Demand for rental properties in Gauteng has increased during the last quarter as the impact of a slower economy takes its toll.
The high cost of living and job losses have contributed to consumers looking for cheaper accommodation and opting to rent rather than buying.
“Activity is mostly in the lower price range of the market, across the board,” says Jawitz Properties’ Eloisé De Stefanis, Gauteng regional manager, rentals and property management. “At the higher-end, the corporate relocations sector continues to secure leases but demand has slowed, with the possibility of an oversupply of stock in the future.”
Demand has increased in the new property development bracket due to competitive pricing, adding pressure on existing overpriced renewable or re-lettable management stock. This is due to repeated rental escalations above market-related levels over the past two to three years of 8-10% per annum. Current rental escalations in Gauteng are linked to CPI and should be no more than 8%, but are more realistically hovering around 6.5% - 7.5%.
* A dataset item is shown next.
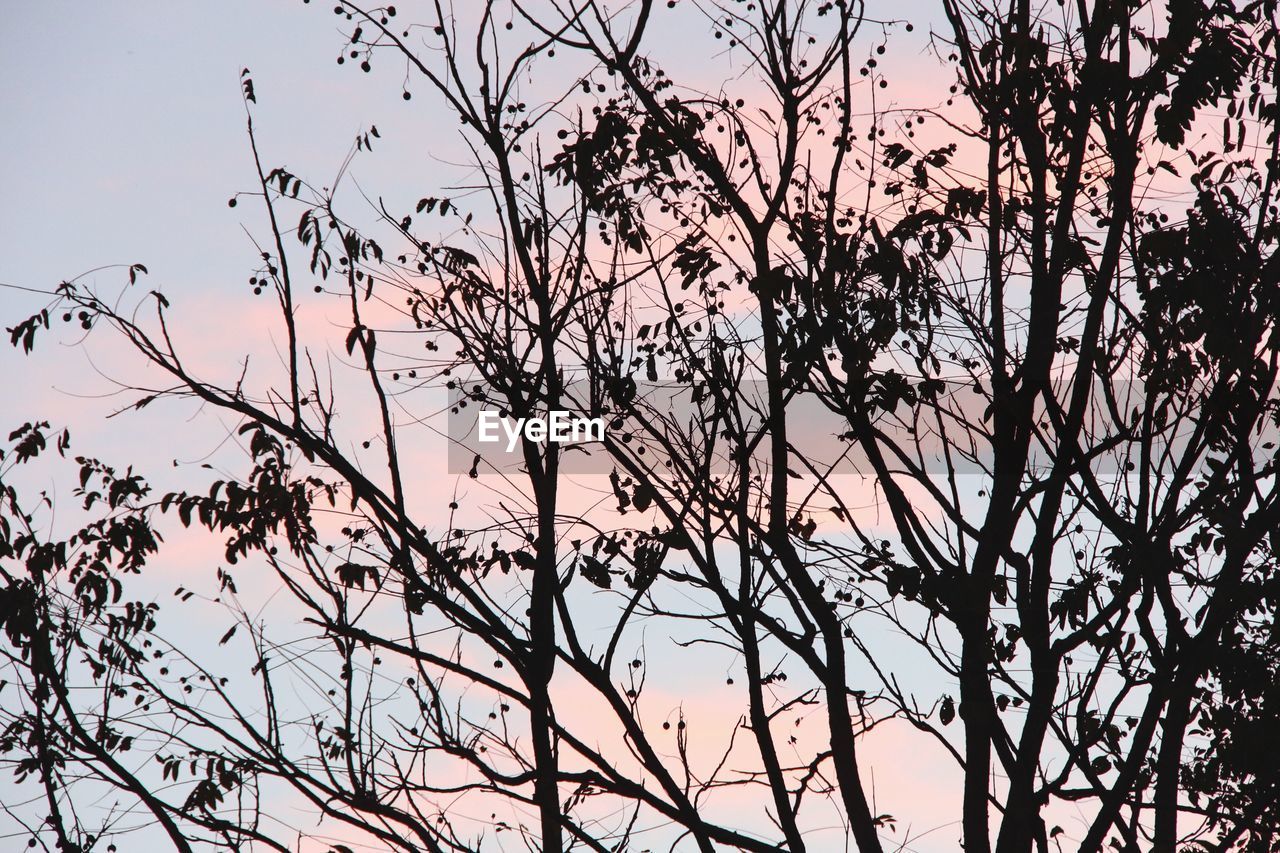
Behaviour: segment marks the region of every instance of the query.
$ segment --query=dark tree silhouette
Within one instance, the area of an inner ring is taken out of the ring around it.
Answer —
[[[74,457],[55,524],[14,478],[68,433],[10,435],[33,845],[915,849],[893,726],[963,779],[943,848],[1280,849],[1274,0],[942,0],[909,105],[883,55],[924,22],[849,0],[424,6],[339,0],[338,61],[403,69],[474,183],[340,210],[250,122],[273,377],[197,375],[138,264],[10,329],[79,321],[147,361],[132,418],[246,451],[165,494]],[[424,498],[442,387],[608,429]],[[221,565],[161,608],[174,524]],[[677,675],[739,704],[686,720]]]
“As the demand for rentals increases, the market is likely to remain strong and sustainable. However, tenants are cautious and show resistance to higher lease fees and rentals. Landlords are pushing for reductions in procurement and renewal fees which may indicate more pressure due to the inflation rate vs lower increase in rentals achieved,” she says.
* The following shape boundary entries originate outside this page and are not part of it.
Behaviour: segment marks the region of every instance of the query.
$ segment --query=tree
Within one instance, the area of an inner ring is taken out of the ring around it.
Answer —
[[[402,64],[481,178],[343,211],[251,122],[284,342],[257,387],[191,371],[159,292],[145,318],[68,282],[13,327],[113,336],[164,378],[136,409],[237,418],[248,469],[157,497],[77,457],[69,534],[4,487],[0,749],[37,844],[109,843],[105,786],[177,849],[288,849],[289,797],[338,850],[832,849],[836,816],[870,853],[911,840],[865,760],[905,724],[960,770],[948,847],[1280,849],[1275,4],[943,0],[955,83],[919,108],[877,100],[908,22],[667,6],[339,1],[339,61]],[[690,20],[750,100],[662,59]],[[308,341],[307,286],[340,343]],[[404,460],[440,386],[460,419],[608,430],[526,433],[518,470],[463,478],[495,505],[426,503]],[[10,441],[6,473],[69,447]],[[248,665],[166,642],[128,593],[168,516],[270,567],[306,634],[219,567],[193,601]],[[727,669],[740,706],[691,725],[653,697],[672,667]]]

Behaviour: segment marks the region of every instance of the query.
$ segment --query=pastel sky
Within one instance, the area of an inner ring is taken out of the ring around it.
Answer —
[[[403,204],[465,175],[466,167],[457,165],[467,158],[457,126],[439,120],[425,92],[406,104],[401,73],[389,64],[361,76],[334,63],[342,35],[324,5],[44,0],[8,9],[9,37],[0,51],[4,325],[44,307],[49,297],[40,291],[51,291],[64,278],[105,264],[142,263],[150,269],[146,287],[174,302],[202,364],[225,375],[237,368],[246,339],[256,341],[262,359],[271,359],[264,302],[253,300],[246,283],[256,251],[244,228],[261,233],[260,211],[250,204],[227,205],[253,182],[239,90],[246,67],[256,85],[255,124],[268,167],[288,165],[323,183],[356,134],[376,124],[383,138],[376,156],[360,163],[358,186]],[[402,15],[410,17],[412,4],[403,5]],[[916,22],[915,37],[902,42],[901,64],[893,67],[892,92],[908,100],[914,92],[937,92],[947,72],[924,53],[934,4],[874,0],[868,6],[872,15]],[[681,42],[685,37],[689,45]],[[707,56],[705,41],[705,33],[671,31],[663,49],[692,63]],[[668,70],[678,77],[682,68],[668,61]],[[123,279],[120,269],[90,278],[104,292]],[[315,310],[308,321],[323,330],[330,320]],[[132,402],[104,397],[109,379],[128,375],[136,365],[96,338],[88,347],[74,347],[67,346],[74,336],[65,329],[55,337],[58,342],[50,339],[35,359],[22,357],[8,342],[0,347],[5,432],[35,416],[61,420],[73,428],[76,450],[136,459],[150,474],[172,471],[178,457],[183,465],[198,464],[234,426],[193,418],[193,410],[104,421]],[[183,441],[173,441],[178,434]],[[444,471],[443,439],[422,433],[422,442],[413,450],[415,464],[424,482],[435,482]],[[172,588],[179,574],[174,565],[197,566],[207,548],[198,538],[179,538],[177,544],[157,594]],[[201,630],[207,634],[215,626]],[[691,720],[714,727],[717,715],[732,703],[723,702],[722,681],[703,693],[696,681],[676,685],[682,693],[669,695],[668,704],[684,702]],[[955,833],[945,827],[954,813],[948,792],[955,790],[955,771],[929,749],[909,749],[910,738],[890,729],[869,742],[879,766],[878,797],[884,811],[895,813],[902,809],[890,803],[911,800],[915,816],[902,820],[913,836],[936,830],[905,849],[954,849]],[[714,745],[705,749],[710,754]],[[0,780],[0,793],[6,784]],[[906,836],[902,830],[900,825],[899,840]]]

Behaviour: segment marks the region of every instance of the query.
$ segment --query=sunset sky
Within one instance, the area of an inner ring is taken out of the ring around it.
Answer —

Higher levies are anticipated next year due to the Amendment of Sectional Title Act that makes provision for a compulsory minimum reserve fund for maintenance and repairs in all sectional title schemes. This will put pressure on landlords wanting to increase rental prices, which are unlikely to be achieved due to current market conditions. New development stock is priced competitively and allows, in some instances, for the first-month rent free plus other features such as appliances with modern finishes at a lower rental.
“In the third quarter there was demand for short term leases and renewals of only a few months vs. The norm of one year which indicated low consumer confidence. Finally, in the past month lease terms are slowly increasing again to the norm of 12 months. Fewer requests for shorter term leases during the last quarter of 2016 would indicate a growth in consumer confidence. As demand increases we can anticipate a positive, yet cautious, 2017 forecast, with stable continuous growth in the rentals market,” says De Stefanis.